Distributional approaches (8.5.2.3)

Many attempts to project biological responses to climate change rely on the climate-envelope approach, whereby present-day species distributions are mapped with respect to key climate variables (e.g., temperature, precipitation) and the distributions shifted in accordance with climate change projections[21]. For example, Shuter and Post[22] have argued that weight-specific basal metabolism increases as size decreases with no associated increase in energy storage capacity, resulting in smaller fish being less tolerant of the starvation conditions typically associated with overwintering. Size-dependent starvation endurance requires that young-of-the-year fish complete a minimum amount of growth during their first season of life. Growth opportunity, however, is increasingly restricted on a south–north gradient and the constraint has been demonstrated to effectively explain the northern distributional limit of yellow perch in central and western North America (Fig. 8.17), European perch (Perca fluviatilis) in Eurasia, and the small-mouth bass in central North America. If winter starvation does form the basis for the geographic distributions of many fishes (e.g., 11 families and 25 genera of fish within Canadian waters[23]), climate-induced changes in growing-season length, and consequent reductions in the period of winter starvation, are very likely to be associated with significant range extensions of many species. Species already well established within low-arctic watersheds are likely to show the greatest potential for range extensions. Associated changes in species assemblages are likely to shift patterns of energy flow in many aquatic systems. For example, increasing the number of cyprinids that consume plankton (e.g., emerald shiner – Notropis atherinoides, lake chub – Couesius plumbeus) in northern waters will possibly divert energy from existing planktivores (e.g., ciscoes) and reduce their population abundances. In turn, top predators (e.g., lake trout) are likely to have altered diets and changes in the ratio of pelagic and benthic sources of carbon in piscivore diets are likely, in turn, to alter tissue mercury concentrations[24] (Section 8.7 (Approaches to projecting climate change effects on arctic fish populations)), thus linking general climate change impacts with local contaminant loadings.

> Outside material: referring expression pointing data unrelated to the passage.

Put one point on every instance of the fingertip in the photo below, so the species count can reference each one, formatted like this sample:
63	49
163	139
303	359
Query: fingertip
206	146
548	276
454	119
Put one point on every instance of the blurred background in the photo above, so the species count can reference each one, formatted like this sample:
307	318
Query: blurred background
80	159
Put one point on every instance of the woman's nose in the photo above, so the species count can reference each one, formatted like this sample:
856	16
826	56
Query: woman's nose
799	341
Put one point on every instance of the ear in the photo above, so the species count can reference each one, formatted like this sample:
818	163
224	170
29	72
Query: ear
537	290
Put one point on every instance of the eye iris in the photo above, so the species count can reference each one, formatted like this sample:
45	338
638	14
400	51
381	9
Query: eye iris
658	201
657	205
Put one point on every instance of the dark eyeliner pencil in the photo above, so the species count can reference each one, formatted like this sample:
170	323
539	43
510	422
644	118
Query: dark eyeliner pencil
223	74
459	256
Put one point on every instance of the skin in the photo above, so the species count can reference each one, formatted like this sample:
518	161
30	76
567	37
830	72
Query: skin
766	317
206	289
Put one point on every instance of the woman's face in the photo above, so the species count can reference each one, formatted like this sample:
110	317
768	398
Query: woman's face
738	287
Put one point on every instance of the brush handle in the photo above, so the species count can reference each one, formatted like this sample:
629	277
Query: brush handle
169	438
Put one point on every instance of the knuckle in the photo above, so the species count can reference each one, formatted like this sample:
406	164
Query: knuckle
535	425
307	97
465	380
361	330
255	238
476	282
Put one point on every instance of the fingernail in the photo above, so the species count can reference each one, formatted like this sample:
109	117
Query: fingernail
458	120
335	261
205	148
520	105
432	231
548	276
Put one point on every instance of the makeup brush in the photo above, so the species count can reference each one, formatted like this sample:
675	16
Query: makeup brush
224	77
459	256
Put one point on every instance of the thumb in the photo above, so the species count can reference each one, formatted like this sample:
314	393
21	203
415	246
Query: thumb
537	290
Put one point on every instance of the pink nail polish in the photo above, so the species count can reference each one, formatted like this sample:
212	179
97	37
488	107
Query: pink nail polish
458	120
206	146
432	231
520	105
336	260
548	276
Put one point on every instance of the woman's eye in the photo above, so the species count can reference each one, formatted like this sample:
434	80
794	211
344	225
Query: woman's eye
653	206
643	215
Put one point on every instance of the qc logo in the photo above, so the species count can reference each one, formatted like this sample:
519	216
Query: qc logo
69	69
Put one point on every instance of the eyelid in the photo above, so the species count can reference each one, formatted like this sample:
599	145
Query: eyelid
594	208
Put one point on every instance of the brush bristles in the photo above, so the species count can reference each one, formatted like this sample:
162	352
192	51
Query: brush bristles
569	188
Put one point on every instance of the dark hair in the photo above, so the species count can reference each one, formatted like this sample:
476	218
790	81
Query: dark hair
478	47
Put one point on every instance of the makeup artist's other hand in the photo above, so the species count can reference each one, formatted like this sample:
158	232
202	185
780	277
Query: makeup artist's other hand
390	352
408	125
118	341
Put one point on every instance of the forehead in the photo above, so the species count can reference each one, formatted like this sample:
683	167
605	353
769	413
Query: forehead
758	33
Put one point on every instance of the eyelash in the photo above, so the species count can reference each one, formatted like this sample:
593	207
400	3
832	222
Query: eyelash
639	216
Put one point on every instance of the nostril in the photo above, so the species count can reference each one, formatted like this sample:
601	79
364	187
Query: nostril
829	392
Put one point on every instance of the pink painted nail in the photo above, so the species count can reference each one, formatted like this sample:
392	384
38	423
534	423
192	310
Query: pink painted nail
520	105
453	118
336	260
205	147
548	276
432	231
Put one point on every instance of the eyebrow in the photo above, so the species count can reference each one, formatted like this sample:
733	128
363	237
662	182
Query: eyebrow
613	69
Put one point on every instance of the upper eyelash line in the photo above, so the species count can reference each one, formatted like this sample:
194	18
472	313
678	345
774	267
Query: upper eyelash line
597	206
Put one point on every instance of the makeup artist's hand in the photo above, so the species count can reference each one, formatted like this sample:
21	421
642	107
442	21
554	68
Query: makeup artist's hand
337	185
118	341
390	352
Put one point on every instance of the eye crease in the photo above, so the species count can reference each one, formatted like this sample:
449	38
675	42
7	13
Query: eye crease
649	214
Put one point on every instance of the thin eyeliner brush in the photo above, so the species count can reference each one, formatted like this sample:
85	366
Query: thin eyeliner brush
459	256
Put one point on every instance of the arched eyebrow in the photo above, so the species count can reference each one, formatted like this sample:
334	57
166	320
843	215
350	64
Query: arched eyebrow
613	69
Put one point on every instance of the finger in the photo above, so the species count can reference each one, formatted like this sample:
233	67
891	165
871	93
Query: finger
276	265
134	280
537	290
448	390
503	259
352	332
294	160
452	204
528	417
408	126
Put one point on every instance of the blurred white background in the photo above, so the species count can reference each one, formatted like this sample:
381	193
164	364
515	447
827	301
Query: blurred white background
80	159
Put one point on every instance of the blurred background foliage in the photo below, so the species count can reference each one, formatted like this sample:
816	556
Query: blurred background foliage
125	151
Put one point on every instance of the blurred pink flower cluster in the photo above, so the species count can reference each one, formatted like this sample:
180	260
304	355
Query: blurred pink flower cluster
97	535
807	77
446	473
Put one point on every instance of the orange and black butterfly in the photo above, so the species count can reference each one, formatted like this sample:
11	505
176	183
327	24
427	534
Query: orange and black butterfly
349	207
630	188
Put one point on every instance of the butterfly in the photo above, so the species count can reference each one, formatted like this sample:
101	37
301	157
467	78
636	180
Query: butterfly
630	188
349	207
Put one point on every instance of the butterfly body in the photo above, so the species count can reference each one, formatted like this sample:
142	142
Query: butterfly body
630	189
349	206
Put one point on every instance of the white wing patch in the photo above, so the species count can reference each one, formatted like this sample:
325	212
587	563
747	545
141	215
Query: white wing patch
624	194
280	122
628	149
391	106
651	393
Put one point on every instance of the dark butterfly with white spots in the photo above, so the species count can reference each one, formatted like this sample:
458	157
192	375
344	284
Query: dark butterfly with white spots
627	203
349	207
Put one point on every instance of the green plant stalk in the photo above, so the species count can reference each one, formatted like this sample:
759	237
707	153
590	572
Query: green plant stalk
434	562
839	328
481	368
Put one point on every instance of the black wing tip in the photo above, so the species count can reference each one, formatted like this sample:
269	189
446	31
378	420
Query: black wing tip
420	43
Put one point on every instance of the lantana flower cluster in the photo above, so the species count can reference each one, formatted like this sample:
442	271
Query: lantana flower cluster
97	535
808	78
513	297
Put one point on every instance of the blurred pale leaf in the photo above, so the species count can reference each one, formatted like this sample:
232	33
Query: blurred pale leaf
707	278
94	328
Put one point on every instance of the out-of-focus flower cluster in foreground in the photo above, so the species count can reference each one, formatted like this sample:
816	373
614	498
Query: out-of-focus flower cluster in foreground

The dominant result of simulations used to project the impact of climate change on the distribution and thermal habitat of fish in north temperate lakes is an increase in available warmer habitat. Temperature influences on thermal habitat use are strong enough that Christie and Regier[25] were able to develop measures of thermal habitat volume during the summer period by weighting the amount of lake-bottom area and pelagic volume with water temperatures within species’ optimal thermal niches. Thermal habitat volume explained variations in total sustained yield of four commercially important species: lake trout, lake whitefish, walleye, and northern pike.

Although distributional changes provide a convenient and easy means of assessing possible range extensions, the flaw in the approach is that species distribution often reflects the influence of interactions with other species[26] or historical effects[27]. Projections based on changes in single-species climate envelopes will therefore be misleading if interactions between species are not considered when projections are made. Microcosm experiments on simple assemblages showed that as the spatial distribution of interdependent [[population]s] changed as a result of temperature increases, the pattern and intensity of dispersal also changed. Thus, climate change will possibly produce unexpected changes in range and abundance in situations incorporating dispersal and species interaction (e.g., competition and predator–prey dynamics). Feedbacks between species are likely to be even more complex than simple experiments allow[28]; for example, distributions of stream-resident salmonids are not simple functions of either temperature or altitude[29]. Accordingly, whenever dispersal and interactions operate in natural populations, climate change is likely to provoke similar phenomena and projections based on extrapolation of the climate envelope may lead to serious errors[30].

In theory, the temperature signal should be strong enough to project long-term changes in the availability of fish thermal habitat and to use available empirical relationships to project sustainable yields. However, until the results of such research are available for arctic fishes, interannual variability and latitudinal differences in climate will provide the best tests for hypotheses about the importance and effects of climate change on arctic fish species[31].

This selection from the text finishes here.